Dalam kurun waktu singkat, diplomasi Presiden Prabowo Subianto telah menghasilkan sejumlah capaian positif, seperti memorandum of understanding dan komitmen investasi dari berbagai negara. Dalam diskusi bertemakan Buah Muhibah Presiden Prabowo dari Dunia Internasional, Tenaga Ahli Utama PCO, Philips J Vermonte, mengungkapkan bahwa ada 71 MoU dari 13 negara dan hampir Rp800 triliun komitmen investasi dari empat negara. Hal ini membuka akses baru bagi Indonesia ke pasar-pasar internasional.

Contoh konkrit dari keberhasilan diplomasi ini adalah bergabungnya Indonesia dalam organisasi internasional BRICS, yang membantu membentuk pasar baru. Meskipun ada pandangan bahwa keanggotaan Indonesia dalam BRICS bersifat anti-Barat atau anti-Amerika, Philips menegaskan bahwa hal tersebut merupakan langkah tepat untuk meningkatkan hubungan ekonomi dan internasional dengan beberapa negara besar di dalam organisasi tersebut.

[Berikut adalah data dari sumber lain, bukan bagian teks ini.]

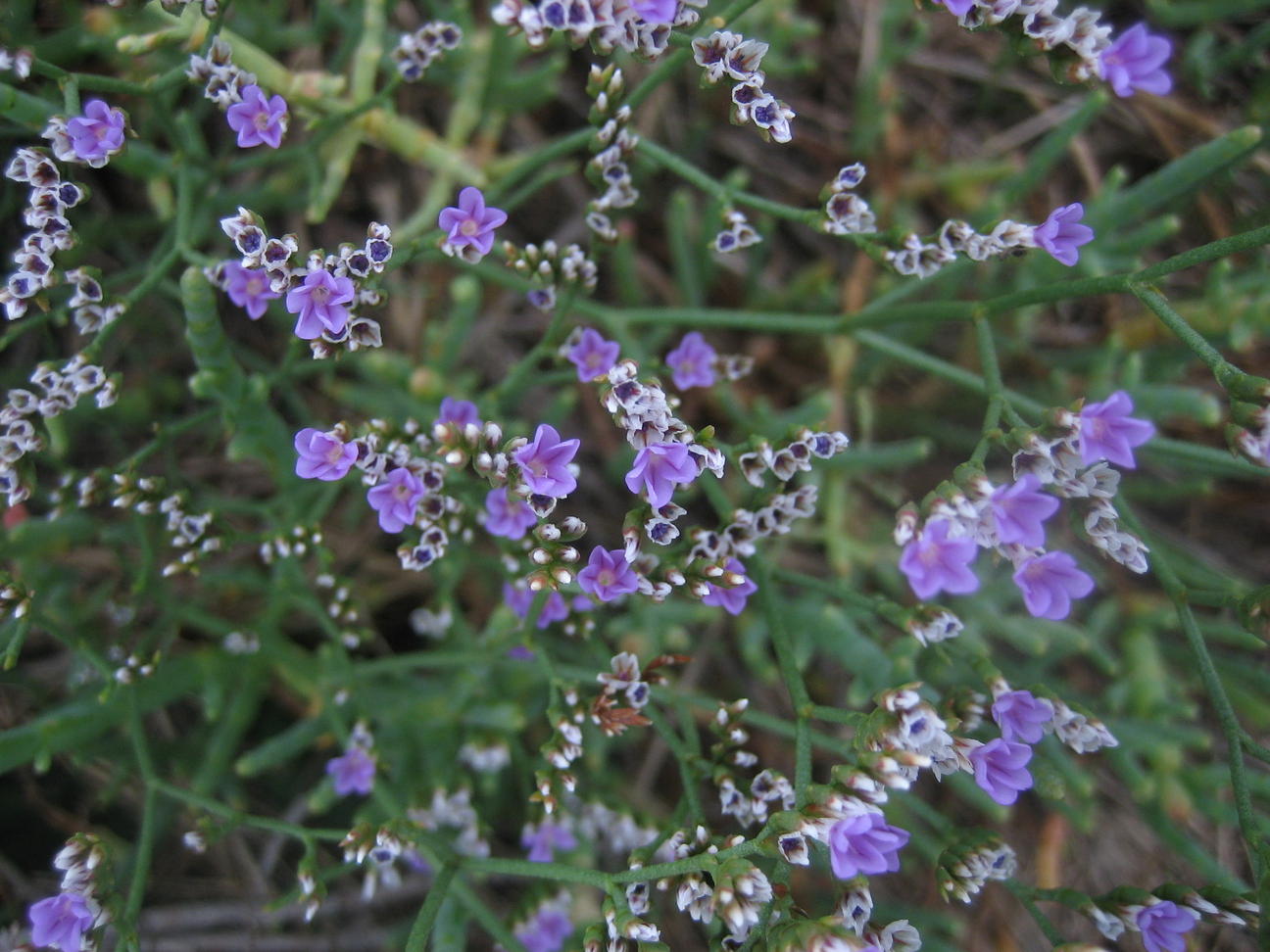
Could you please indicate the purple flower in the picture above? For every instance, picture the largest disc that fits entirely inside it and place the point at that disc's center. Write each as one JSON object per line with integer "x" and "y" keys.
{"x": 510, "y": 518}
{"x": 730, "y": 599}
{"x": 257, "y": 119}
{"x": 471, "y": 222}
{"x": 322, "y": 455}
{"x": 692, "y": 362}
{"x": 657, "y": 12}
{"x": 320, "y": 304}
{"x": 593, "y": 356}
{"x": 60, "y": 922}
{"x": 98, "y": 133}
{"x": 1050, "y": 583}
{"x": 543, "y": 840}
{"x": 460, "y": 412}
{"x": 519, "y": 600}
{"x": 1163, "y": 926}
{"x": 1021, "y": 715}
{"x": 1001, "y": 770}
{"x": 1109, "y": 433}
{"x": 865, "y": 844}
{"x": 1136, "y": 61}
{"x": 1060, "y": 234}
{"x": 545, "y": 462}
{"x": 935, "y": 562}
{"x": 249, "y": 288}
{"x": 397, "y": 499}
{"x": 352, "y": 773}
{"x": 546, "y": 930}
{"x": 658, "y": 467}
{"x": 608, "y": 575}
{"x": 1020, "y": 509}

Selain itu, Indonesia juga berhasil menurunkan tarif impor dari Amerika Serikat, yang semula 32 persen menjadi 19 persen. Meski demikian, Wakil Menteri Luar Negeri Arif Havas Oegroseno mengatakan bahwa Indonesia masih berupaya menurunkan tarif tersebut lebih lanjut. Meskipun demikian, Indonesia tetap memiliki kesepakatan tarif impor terendah di antara negara-negara ASEAN, yaitu sebesar 19 persen.

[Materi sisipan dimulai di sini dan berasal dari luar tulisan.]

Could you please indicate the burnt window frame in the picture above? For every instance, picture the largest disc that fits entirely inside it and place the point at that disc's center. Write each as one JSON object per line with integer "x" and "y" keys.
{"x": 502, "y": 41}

Pentingnya untuk memahami bahwa dalam diplomasi dagang, keputusan antarnegara didasarkan pada kepentingan masing-masing bukan pada perasaan subjektif. Karena itu, Wamenlu mengingatkan masyarakat untuk tidak terlalu khawatir atau memperbesar persoalan ini. Dalam kepentingan nasional, politik luar negeri haruslah dipandu oleh data dan angka-angka yang jelas, bukan oleh asumsi semata.